AI Companies Documentation
Overview
Epoch’s AI Companies Dataset is a collection of key economic data on some of the most important frontier AI companies, including data on revenue, funding, staff counts, compute spending, and usage.
This documentation describes which companies are included in the dataset, its records, data fields, and definitions, and a changelog and acknowledgements.
The data is available on our website as a visualization or table, and is available for download as a CSV file, updated daily. For a quick-start example of loading the data and working with it in your research, see this Google Colab demo notebook.

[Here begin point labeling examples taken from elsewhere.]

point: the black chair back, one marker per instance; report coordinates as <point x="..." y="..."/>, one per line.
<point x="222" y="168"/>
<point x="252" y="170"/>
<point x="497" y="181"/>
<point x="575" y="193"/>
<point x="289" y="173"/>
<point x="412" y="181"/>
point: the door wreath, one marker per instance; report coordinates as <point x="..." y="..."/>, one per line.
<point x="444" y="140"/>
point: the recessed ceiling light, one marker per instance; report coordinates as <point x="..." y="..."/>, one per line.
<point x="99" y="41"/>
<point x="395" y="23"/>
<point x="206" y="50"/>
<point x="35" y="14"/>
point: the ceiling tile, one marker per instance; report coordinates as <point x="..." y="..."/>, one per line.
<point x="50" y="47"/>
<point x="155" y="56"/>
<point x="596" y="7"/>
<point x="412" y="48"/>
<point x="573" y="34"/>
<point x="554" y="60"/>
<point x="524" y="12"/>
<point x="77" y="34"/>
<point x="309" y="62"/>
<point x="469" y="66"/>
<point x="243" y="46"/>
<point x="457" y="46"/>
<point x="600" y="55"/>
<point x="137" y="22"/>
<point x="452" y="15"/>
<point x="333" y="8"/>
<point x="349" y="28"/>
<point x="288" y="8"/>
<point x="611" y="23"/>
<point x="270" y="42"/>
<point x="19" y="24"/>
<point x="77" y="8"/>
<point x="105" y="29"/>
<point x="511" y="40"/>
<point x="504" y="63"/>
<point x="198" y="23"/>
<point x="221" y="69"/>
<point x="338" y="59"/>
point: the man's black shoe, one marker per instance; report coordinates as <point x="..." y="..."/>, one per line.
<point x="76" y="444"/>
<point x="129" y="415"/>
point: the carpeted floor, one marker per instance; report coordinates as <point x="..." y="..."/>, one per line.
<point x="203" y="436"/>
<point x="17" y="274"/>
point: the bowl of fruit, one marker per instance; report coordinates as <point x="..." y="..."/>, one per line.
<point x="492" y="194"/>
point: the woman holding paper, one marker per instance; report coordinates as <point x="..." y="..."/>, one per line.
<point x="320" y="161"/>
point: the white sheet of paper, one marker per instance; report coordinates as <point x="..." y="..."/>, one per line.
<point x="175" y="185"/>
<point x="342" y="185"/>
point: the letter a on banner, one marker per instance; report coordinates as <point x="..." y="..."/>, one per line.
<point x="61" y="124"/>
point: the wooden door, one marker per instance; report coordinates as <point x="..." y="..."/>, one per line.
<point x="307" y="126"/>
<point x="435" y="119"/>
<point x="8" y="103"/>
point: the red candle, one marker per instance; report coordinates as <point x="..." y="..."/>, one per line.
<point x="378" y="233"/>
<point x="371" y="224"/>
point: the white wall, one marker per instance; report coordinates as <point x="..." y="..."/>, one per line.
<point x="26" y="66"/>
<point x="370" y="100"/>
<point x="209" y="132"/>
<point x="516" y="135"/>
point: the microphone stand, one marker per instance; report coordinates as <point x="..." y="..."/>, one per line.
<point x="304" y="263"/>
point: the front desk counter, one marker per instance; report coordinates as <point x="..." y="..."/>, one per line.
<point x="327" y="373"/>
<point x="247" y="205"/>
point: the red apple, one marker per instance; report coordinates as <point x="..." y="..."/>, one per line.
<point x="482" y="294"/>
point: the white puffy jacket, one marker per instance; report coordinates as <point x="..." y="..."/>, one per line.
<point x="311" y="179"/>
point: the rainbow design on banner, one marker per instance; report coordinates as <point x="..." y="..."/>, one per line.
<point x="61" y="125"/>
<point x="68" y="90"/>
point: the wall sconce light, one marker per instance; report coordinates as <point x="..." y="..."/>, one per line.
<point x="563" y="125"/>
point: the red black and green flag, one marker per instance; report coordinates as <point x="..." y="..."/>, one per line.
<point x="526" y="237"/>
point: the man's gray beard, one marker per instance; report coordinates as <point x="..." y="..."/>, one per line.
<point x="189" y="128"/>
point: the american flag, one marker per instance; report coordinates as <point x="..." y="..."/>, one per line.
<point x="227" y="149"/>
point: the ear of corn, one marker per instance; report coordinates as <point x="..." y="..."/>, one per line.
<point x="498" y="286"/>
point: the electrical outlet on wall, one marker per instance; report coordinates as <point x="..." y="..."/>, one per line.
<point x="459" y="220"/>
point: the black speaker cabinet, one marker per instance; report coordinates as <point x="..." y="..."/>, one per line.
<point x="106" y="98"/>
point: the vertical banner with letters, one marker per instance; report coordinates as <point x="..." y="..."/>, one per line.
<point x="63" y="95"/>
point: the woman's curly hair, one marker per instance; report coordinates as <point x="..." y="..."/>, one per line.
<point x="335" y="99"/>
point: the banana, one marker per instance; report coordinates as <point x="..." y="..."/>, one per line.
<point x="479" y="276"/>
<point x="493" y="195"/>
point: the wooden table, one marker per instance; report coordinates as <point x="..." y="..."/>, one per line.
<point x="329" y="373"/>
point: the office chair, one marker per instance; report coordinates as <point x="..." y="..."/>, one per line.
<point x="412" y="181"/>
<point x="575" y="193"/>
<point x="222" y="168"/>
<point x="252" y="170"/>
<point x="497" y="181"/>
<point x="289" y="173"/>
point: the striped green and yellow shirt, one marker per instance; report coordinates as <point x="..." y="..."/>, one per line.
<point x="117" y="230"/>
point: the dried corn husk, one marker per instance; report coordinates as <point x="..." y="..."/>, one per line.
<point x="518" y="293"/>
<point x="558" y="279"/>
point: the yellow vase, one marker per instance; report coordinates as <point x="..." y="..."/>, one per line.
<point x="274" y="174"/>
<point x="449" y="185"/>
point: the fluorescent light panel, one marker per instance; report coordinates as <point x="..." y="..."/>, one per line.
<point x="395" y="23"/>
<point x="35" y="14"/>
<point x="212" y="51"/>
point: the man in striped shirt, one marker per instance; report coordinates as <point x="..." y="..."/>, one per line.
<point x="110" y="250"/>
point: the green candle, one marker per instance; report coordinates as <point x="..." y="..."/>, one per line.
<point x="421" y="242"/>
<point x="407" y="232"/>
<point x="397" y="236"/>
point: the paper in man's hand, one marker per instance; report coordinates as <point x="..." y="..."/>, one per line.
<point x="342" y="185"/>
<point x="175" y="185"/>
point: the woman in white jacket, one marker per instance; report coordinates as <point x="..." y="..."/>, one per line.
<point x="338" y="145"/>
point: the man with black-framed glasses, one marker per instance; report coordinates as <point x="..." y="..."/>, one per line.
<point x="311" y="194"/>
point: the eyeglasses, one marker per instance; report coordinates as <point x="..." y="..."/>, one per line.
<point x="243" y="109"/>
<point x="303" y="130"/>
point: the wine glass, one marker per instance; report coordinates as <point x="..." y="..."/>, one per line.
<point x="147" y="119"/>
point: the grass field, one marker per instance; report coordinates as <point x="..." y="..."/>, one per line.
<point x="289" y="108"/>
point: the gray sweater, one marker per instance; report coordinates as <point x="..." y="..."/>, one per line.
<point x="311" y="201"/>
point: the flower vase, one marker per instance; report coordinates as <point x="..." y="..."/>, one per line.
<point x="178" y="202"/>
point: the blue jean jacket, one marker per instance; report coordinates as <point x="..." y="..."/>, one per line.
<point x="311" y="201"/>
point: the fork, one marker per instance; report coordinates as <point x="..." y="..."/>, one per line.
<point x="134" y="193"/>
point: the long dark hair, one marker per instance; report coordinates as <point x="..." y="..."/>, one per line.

If you would like to ask any questions about the data, or suggest companies that should be added, feel free to contact us at data@epoch.ai.
If this dataset is useful for you, please cite it.
Use This Work
Epoch’s data is free to use, distribute, and reproduce provided the source and authors are credited under the Creative Commons Attribution license.
Citation
Josh You, John Croxton, Venkat Somala, Yafah Edelman, ‘Data on AI Companies’. Published online at epoch.ai. Retrieved from: ‘https://epoch.ai/data/ai-companies’ [online resource], accessed
BibTeX citation
@misc{EpochAICompanies2025,
title = {Data on AI Companies},
author = {{Josh You, John Croxton, Venkat Somala, Yafah Edelman}},
year = {2025},
month = {09},
url = {https://epoch.ai/data/ai-companies},
note = {Accessed: }
}}
Inclusion
For the initial phase of the AI Companies Dataset, we focus on foundation model developers, or AI developers for whom training their own models is a core business priority.

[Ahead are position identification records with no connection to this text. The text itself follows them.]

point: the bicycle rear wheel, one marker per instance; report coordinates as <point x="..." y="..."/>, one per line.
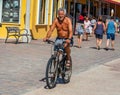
<point x="51" y="73"/>
<point x="66" y="75"/>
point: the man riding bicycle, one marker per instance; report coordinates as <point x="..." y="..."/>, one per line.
<point x="63" y="25"/>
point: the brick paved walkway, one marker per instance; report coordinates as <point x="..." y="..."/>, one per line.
<point x="22" y="66"/>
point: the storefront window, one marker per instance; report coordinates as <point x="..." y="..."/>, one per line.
<point x="10" y="11"/>
<point x="41" y="11"/>
<point x="55" y="8"/>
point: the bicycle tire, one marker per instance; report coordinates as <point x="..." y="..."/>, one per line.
<point x="51" y="76"/>
<point x="66" y="75"/>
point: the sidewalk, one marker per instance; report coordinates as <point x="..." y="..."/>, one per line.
<point x="102" y="80"/>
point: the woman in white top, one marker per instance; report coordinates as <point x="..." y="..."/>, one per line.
<point x="86" y="27"/>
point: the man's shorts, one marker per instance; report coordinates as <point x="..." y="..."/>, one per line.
<point x="99" y="36"/>
<point x="111" y="36"/>
<point x="80" y="34"/>
<point x="59" y="43"/>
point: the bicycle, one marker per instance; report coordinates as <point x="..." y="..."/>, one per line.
<point x="56" y="67"/>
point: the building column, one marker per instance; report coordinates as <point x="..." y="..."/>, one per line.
<point x="27" y="24"/>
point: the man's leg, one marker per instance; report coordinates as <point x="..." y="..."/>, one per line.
<point x="68" y="51"/>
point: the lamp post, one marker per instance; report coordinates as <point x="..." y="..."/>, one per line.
<point x="27" y="24"/>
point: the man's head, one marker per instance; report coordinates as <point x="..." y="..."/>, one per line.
<point x="61" y="14"/>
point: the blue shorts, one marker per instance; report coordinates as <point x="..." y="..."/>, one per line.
<point x="111" y="36"/>
<point x="99" y="36"/>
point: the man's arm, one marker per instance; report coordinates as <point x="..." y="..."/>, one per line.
<point x="51" y="29"/>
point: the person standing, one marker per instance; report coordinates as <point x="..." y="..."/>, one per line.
<point x="98" y="30"/>
<point x="79" y="30"/>
<point x="86" y="28"/>
<point x="111" y="29"/>
<point x="63" y="25"/>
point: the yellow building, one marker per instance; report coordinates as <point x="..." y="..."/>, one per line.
<point x="37" y="15"/>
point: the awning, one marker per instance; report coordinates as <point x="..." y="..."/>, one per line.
<point x="114" y="1"/>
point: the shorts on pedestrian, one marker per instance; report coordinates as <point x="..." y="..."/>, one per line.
<point x="111" y="36"/>
<point x="99" y="36"/>
<point x="80" y="34"/>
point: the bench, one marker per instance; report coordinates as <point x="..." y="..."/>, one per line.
<point x="17" y="33"/>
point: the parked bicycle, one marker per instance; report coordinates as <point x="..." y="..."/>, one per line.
<point x="56" y="67"/>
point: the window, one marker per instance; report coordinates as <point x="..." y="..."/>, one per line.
<point x="42" y="17"/>
<point x="55" y="8"/>
<point x="10" y="11"/>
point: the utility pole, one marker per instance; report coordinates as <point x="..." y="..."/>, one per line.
<point x="27" y="21"/>
<point x="99" y="7"/>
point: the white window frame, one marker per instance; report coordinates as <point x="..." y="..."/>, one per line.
<point x="46" y="12"/>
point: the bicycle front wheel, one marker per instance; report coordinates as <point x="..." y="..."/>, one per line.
<point x="66" y="75"/>
<point x="51" y="73"/>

There are currently no formal criteria for selection: we prioritized companies if their models are near the frontier in general-purpose AI capabilities, or if they are among the most commercially significant AI companies.
Other major types of AI companies include: AI application developers that use third-party models (e.g. Anysphere and Perplexity), cloud compute companies (e.g. Microsoft and Amazon), semiconductor companies (e.g. NVIDIA and TSMC), and AI data vendors (e.g. Scale AI and Mercor).
Records
The AI companies database contains key economic data about many frontier AI companies. Records in the database have information covering the following:
Financials including their revenue, funding and valuations, and spending
Operations such as staff counts and product usage
Metadata such as notes on the above fields with supporting evidence and context, our confidence in the key figures, etc.
Fields
We provide a comprehensive guide to the database’s fields below. This includes example field values as reference, which are taken from OpenAI unless otherwise indicated. Note that for each company, we collected rich time-series data on the company’s revenue, valuation, etc. We store these as individual records in separate tables, detailed below.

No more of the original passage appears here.